Sensabaugh finding fulfillment in coaching

David Crockett coach Gerald Sensabaugh addresses his team after Friday’s game against Campbell County

David Crockett coach Gerald Sensabaugh addresses his team after Friday’s game against Campbell County

By Trey Williams

Gerald Sensabaugh reached the state semifinals while playing football at Dobyns-Bennett. He made a victory-preserving interception as a freshman when East Tennessee State beat No. 1 Georgia Southern and blocked an NCAA record three punts against Georgia Southern two years later.

After ETSU discontinued football following his junior season in 2003, Sensabaugh started for a North Carolina team that beat undefeated and fourth-ranked Miami via a field goal on the final play. And he started 60 games for the Dallas Cowboys as part of an eight-year NFL career.

But shortly after the first-year David Crockett head coach suffered his first career loss when a final-minute field goal attempt fell short to conclude a 37-35 setback to Campbell County, Sensabaugh said repeatedly that football’s never been more enjoyable than since the Pioneers hired him last winter.

“This is funner than playing,” Sensabaugh said with a big, convincing smile while his younger Pioneers were still shrugging off the agony of defeat. “Honestly, it’s funner than playing. I get to have the controller now.”

Sensabaugh said he feels most in control from the press box. He began the Campbell County game in the press box, excitedly relaying information to the sideline via headset like a video-game addict on the verge of triumph. During the pre-snap before Crockett quarterback Cade Larkins completed a long pass to John Kollie, Sensabaugh yelled that option should go for a touchdown – and it nearly did.

But after a “bust” came from a communication breakdown, he looked like he might use his NFL record 46-inch vertical leap to go from the press box to the sideline.

“I started in the box and then I came down to the field just to give the kids that presence,” Sensabaugh said. “I’ll experiment with it. I can see the game a little bit better from the top. It’s kind of hard to see from the sidelines. I have a lot of great coaches helping me out on the sideline.

“You can see the game really good from the top. During a game I can’t even call a timeout once I come back down there.
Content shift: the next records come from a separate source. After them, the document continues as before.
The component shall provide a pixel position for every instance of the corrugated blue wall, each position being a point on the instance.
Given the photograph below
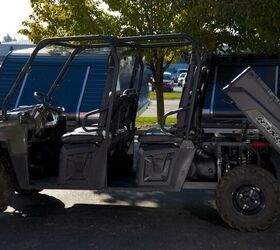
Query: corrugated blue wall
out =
(87, 72)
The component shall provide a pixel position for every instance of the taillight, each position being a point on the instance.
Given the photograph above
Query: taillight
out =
(259, 144)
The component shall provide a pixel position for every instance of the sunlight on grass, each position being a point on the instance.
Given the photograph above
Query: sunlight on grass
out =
(166, 95)
(147, 122)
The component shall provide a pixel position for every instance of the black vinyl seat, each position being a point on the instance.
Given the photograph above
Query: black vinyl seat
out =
(79, 136)
(122, 121)
(157, 135)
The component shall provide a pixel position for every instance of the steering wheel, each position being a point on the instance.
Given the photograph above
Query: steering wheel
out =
(47, 102)
(40, 97)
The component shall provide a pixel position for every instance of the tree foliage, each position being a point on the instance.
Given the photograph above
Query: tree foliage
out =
(251, 26)
(8, 38)
(67, 18)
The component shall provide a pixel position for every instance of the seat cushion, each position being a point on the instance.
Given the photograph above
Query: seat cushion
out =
(79, 136)
(157, 135)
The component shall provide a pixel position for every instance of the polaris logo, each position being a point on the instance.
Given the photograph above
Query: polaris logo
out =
(269, 128)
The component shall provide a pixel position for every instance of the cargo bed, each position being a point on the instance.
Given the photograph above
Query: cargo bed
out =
(258, 102)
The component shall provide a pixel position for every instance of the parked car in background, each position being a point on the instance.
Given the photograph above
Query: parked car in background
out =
(181, 79)
(167, 82)
(178, 72)
(84, 82)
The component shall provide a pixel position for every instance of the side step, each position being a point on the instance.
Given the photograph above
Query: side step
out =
(257, 101)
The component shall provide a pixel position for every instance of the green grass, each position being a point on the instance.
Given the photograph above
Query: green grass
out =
(166, 95)
(146, 122)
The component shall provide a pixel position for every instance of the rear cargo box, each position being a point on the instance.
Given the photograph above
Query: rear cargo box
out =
(257, 101)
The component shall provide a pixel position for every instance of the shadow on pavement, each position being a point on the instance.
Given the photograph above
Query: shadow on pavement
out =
(184, 220)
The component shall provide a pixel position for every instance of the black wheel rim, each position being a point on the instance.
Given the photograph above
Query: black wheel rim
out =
(248, 200)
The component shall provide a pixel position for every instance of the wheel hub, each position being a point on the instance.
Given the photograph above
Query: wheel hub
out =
(248, 200)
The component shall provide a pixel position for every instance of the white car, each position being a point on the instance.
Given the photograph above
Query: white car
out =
(181, 79)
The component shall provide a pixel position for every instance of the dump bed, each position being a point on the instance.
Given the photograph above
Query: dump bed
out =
(257, 101)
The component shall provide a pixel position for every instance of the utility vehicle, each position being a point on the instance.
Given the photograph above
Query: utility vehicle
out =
(37, 152)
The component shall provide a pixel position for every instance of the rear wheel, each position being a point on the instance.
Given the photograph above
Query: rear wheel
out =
(248, 198)
(6, 188)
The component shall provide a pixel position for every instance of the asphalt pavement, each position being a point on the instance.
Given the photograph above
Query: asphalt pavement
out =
(124, 220)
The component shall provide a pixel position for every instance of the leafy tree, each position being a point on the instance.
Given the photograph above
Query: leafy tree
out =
(8, 38)
(75, 17)
(251, 26)
(66, 18)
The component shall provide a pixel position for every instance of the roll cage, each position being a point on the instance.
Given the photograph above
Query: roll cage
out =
(138, 44)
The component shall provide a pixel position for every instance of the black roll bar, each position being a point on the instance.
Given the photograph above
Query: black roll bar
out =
(187, 102)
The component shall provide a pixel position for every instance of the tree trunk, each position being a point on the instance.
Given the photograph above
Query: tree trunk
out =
(160, 102)
(159, 90)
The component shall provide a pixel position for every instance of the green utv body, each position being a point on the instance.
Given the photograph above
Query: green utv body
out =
(107, 152)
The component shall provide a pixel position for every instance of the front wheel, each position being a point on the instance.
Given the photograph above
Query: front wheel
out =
(6, 188)
(248, 198)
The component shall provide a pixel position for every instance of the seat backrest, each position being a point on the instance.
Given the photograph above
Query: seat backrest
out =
(124, 112)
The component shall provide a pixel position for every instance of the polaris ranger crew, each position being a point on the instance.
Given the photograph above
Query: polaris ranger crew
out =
(38, 153)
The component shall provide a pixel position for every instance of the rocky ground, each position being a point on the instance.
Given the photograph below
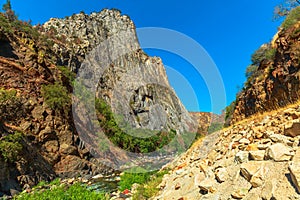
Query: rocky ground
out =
(256, 159)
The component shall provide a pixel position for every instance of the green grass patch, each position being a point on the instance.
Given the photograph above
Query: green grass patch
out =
(62, 192)
(292, 18)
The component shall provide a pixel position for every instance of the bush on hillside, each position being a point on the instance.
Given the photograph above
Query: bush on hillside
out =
(11, 147)
(292, 18)
(56, 97)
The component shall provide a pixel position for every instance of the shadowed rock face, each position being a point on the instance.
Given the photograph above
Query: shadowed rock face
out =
(278, 83)
(135, 85)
You have to designate somebody.”

Crockett had to use all three of its timeouts to stop the clock and get the ball back against Campbell County during the endgame of a wildly entertaining contest. So with no timeouts and facing fourth-and-six from the Campbell County 26-yard line with 41.9 seconds left on a clock stopped for an incompletion, Sensabaugh had the first huge decision of his two-game career.

He elected to let Gio Ortiz attempt a 43-yard field goal – an understandable decision. Of course, going for the first down would’ve been hard to argue against, too.

“He’s kicked some 48- and 50-yarders in practice before,” Sensabaugh said. “We just wanted to give him a try. I don’t know, maybe we should’ve (gone for it).

“It was a tough call. He was right at his max. He’ll be good kicker for us.”

Still, some five minutes after the heartbreaking loss concluded, a smiling Sensabaugh was beaming with pride while commending his players’ effort against an older, well-coached team with a quality quarterback and capable receivers. Disappointment didn’t keep Crockett fans from giving the Pioneers an ovation immediately afterward.

And it was easy to see why. The Pioneers are young and were dealt a key injury when starting running back Ronquille Joyner went down in an August scrimmage at Science Hill. Freshman running back Prince Kollie, who’d been a receiver on the roster four days earlier, rushed for 202 yards and four TDs against Campbell County. Sensabaugh was looking for more productivity following a season-opening 13-8 win at Seymour, and Kollie predicted he’d rush for at least 200 yards.

“Prince said he was going for 200 (on Thursday),” Sensabaugh said. “We were like, ‘Man, go ahead.’ I knew he had the capability of doing it. … He’s a physical runner. He has great vision. He’s still able to get to the edge when he wants to. He has a great stiff-arm. He’s a guy that guys wouldn’t want to tackle. … We’re gonna ride him for four years.”

The Pioneers have a number of young horses. Sensabaugh’s quarterback (Larkins) is a sophomore, as is his best receiver (Donta Hackler). They ad-libbed a couple of long, clutch completions against Campbell County.

“The thing I was surprised about when I came to Crockett is they have a lot of talent here, and a lot of it is our younger guys,” Sensabaugh said. “And younger guys retain information a little bit better. My saying for my football team is, ‘Hey, if you let a younger guy get even with you I’m going with that younger guy.’ It’s more of an NFL mentality and a college mentality, because you can mold that player for years to come.

“We’re depending on a lot of young guys to come out here and make plays. Once they mature and become fully developed this team will be freakin’ crazy.”

Crockett was a crazy scene Friday, replete with fireworks, a Rolling Thunder parade of motorcycles and Pioneers “Ring of Honor” inductions for Josh Edens, Justin Wade and TK Hill.

“That was awesome,” Sensabaugh said. “Our community does a great job supporting us. I can tell by the atmosphere. Our fans are some of the best fans.

“(Athletic director) Josh Kite does a great job putting on a show with fireworks, has music playing. The scenery is great here. I love this school. I just want everybody to believe in our community that we’re for real.”

Campbell County coach Justin Price was impressed.

“They did some things defensively … and they kind of threw wrinkles in their offense with the shotgun,” Price said. “And No. 21 (Kollie) running the ball – he’s a special player. They’ve got a really good receiver in No. 13 (Hackler).”

Prince Kollie said there were many positives for Crockett to take away from the loss. Sensabaugh agreed.

“The kids played hard,” he said. “I’m not holding my head down. A lot of our kids were. They showed a lot of emotion. They expected to win that game. I was so proud of ‘em. … I told ‘em that was the best game I’ve ever been a part of.”